Made in Abyss: Binary Star Falling into Darkness Review

Based on the anime of the same name, Made in Abyss: Binary Star Falling into Darkness is a video game tie-in to a popular Japanese anime offering cutesy graphics and explora-craft gameplay. Whilst not familiar with the source material, I was intrigued by the premise and blend of genres. I intentionally use the past tense, as it is fair to say that my time with Made in Abyss has been disappointing. Marred by bugs, crashes, framerate drops, and a general sense that the ambition of this game hasn’t been fully realised at all, Made in Abyss fails in its attempts to garner a fresh audience, and would arguably disappoint the loyal fan base too. 

The early cutscenes definitely impressed — the visuals are an excellent fit for the Nintendo Switch.
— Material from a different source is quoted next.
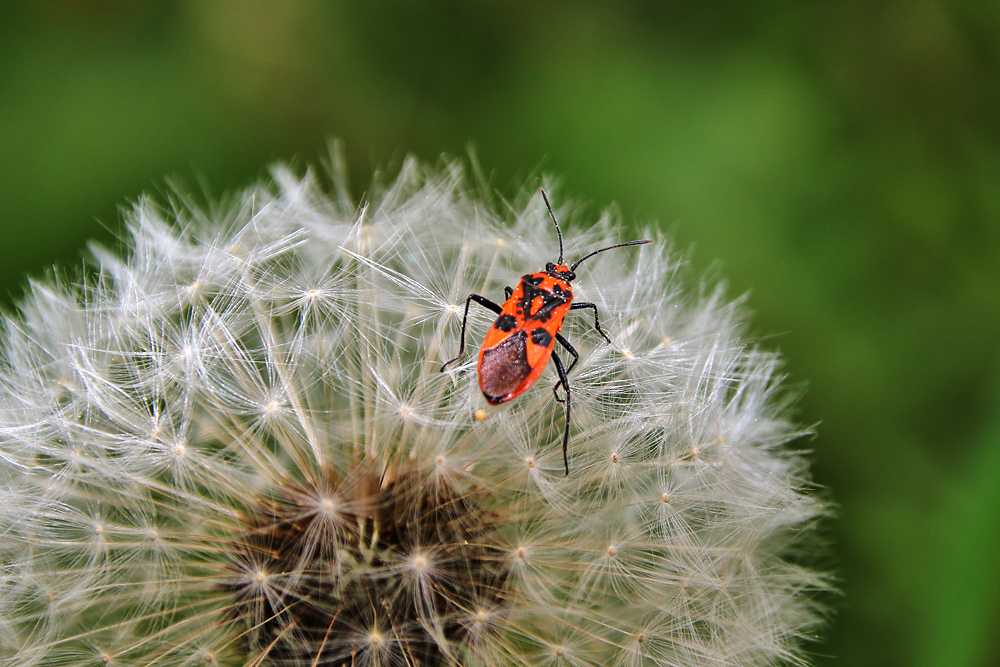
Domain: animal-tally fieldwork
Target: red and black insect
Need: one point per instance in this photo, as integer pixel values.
(523, 337)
In the first of many missteps, the two game options on offer are ‘Hello Abyss’ and ‘Deep in Abyss’. You have to play through the former in order to access the latter, and ‘Hello Abyss’ is a bloated and cumbersome tutorial of sorts that can last up to five hours. It does well to introduce the anime, and both the cutscenes and voice acting do a stellar job of showcasing the story. You are then tasked with a series of quests in which you enter the abyss and delve into its layers to obtain treasure, defeat enemies…you get the idea. 

My biggest gripe with this opening sequence is that it isn’t much fun. Combat feels stilted and stifled, movement doesn’t fare much better, and the UI isn’t intuitive enough to encourage experimentation or reactive play. There’s a lack of atmosphere outside of the anime sequences, and a lot could have been done to circumvent this. The combat is the biggest disappointment, however. 

Lacklustre moments like these get tiresome quickly, even if you are gathering resources and crafting materials.

You need to fight a variety of different animals to gather resources and such. They all move in predictably unpredictable ways. Early combat will have you fighting small animals, and each group has the same pre-attack movement which feels very forced. It should make hitting them with your axe very easy, but the way your character moves means it quickly becomes an annoyance rather than an engaging combat sequence. 

Then, you manoeuvre through the abyss, descending into its depths in search of portals to take you further in. The early shine of the visuals wears off, and you are left with half-baked ideas and a gameplay mechanic that is more of an irritation than an innovation. If you attempt to ascend the abyss rather than descend, you become unwell. Without appropriate navigation aids, this can be a common occurrence and gets old rather quickly. 

Navigation between locations is completed using the in-game menu, and works well.

That’s the first five hours, and the gameplay in the more open and player-directed ‘Deep in Abyss’ mode fares better. The core concerns still exist, but creating your own adventure is fairly entertaining. Unfortunately, the damage is already done when, or if, you get there. There are far too many games out there for this one to warrant such tedium en route to mediocrity. 

There is definite potential both in the IP and the gameplay that’s been inspired by it, but unfortunately, it’s a case of offering a lot but not delivering any of it very well. There’s a distinct lack of quality that emanates through all of it, and many will fall off before the first five hours is up.

Made in Abyss: Binary Star Falling into Darkness £44.99


As cumbersome as the name that precedes it, Made in Abyss: Binary Star Falling into Darkness has grand ideas that it just can’t live up to. It’s a genuine shame, but I can’t give this a strong recommendation.